Gore Tex is a brand which belongs to the Gore company. It has been around for decades, the first Gore membrane was developed in the 1960s. Gore Tex today is by far the standard membrane for giving waterproof apparel some breathability. In theory, a Gore Tex membrane allows steam to escape since steam drops are smaller than water drops. Gore Tex therefore keeps the rain or water out while allowing steam to escape.

Gore Tex works only when there is a temperature difference between the inside (should be at least body temperature) and the outside (should be cooler). In tropical climates it is useless. Gore itself does all kinds of things based on it’s initial invention, a polymer called expanded polytetrafluoroethylene (or ePTFE).

Unfortunately also one of the downsides of Gore Tex starts with this chemical. John Oliver, an English/American comedian has a great piece about it. Gore Tex is not exactly a fabric you want to have in your compost to produce new soil.

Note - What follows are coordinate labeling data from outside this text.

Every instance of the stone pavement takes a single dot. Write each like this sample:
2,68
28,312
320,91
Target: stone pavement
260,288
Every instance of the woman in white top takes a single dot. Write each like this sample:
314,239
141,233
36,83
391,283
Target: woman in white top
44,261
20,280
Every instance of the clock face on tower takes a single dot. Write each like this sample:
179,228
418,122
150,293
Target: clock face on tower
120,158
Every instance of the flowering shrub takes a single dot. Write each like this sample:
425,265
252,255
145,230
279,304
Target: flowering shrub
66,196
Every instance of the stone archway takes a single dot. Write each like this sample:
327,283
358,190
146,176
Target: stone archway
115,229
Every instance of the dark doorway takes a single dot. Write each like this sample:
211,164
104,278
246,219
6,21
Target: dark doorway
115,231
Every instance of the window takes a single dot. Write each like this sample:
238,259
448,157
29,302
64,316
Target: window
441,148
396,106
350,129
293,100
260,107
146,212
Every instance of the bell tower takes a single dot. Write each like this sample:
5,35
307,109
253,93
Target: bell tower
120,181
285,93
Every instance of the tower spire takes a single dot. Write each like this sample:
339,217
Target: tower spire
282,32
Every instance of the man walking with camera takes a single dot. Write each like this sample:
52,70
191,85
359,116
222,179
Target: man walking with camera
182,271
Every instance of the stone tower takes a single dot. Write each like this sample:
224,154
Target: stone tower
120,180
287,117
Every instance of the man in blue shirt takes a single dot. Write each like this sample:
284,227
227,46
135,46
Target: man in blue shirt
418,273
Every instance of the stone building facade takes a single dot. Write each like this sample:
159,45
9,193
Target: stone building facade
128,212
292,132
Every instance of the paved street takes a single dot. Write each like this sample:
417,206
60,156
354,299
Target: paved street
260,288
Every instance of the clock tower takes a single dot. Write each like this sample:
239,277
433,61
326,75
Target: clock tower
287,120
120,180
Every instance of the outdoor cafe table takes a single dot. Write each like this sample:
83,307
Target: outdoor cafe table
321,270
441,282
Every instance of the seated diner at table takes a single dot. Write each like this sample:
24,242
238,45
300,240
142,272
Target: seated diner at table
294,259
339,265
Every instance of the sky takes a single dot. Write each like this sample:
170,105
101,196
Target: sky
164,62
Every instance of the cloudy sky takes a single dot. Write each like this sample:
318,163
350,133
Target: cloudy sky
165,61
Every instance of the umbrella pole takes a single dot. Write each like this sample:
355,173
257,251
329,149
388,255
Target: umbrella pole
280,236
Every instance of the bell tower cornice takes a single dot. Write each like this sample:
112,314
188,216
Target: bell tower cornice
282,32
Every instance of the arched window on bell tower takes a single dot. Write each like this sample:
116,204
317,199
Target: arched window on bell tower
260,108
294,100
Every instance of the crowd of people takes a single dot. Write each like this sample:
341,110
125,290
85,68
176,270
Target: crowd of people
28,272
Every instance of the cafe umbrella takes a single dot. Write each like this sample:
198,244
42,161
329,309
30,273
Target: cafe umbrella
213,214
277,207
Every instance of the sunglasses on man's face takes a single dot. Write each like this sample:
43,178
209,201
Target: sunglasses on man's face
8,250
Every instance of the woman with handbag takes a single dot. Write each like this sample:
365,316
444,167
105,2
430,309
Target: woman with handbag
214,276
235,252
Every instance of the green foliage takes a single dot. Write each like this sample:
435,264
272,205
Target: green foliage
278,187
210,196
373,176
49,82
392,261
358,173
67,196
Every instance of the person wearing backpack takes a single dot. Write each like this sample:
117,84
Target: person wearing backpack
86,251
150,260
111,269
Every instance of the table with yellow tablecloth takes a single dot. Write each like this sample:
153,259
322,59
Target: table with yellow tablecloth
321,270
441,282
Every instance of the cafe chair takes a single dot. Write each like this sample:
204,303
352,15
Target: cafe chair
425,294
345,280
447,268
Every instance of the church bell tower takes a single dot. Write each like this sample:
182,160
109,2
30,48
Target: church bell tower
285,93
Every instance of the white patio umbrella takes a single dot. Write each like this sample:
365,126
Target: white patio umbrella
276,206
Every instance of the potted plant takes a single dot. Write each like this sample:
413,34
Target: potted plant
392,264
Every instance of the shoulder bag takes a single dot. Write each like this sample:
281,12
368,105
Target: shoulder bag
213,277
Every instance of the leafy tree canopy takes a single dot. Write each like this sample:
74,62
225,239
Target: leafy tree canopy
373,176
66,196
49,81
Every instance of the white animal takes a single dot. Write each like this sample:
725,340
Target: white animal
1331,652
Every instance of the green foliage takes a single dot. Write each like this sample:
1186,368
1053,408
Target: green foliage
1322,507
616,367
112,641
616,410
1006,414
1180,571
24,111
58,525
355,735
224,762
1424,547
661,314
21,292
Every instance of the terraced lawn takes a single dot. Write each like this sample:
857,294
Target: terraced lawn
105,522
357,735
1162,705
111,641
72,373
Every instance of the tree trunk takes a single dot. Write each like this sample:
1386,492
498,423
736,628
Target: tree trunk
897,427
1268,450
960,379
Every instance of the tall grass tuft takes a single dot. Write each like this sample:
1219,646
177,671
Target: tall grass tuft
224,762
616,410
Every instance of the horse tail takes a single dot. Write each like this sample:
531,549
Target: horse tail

The search for alternatives showed results: Dimpora is ready to produce much smarter membrane stuff.

From a long distance hiking perspective, Gore Tex and membranes in general have an additional problem. The membrane gets clogged. Sweat contains salt crystals and body oils. To have a working membrane you need to wash it after just 10 days of use. Says at least Christine Thürmer and she has possibly the right amount of experience to give an informed opinion on this subject. When hiking thousands of miles on the AT, this means that you need special care for your waterproof clothes often. If you have bad luck this means you would have to wash your GTX garments every other week, if you want it to work as intended.

If you want to maximize the effectiveness of washing your stuff, you need special detergent because the DWR (durable water repellent) on the outer fabric of your jacket also needs to be restored. Otherwise the outer fabric just soaks up water. In general the makers of such detergents say that it will work best, when the clothing is already clean. Therefore you need to wash it twice. It is common practice to wear rain gear while your other clothes get washed. Sometimes there are loaner clothes which you can wear or you are facing not having any clothes for two hours. Unless you have two sets of rain gear and the ability to rotate between the two (because friends or your butler wash it for you), Gore Tex isn’t exactly that useful for long distance hiking.

At the same time, there are no mass market alternatives. You can always ask somebody to do a custom trench coat for you but I didn’t find somebody willing to do it. Such a trench coat would be made out of robust fabric with no breathability at all. To assure a good ventilation, it would have long zippers under the shoulders. It would not have a hood because it would be combined with a waterproof hat. Why a trench coat? Because you could just make the jacket a little bit longer, reaching down to above the knees and you would have your shorts also protected from rain but at the same time you would benefit from the air around your legs.

Some UL hiking gear companies do their own jackets but unfortunately they do not have the best tailors in the universe. For the money you would spend on a specialist jacket you can get an Arc’teryx one. They come in all shapes, with Gore Tex just don’t count on the breathability because after 10 days it is gone. 

I decided to go with the Patagonia Storm jacket, which is made out of recycled Nylon and no Gore Tex. I still try to modify it with zippers under the shoulders.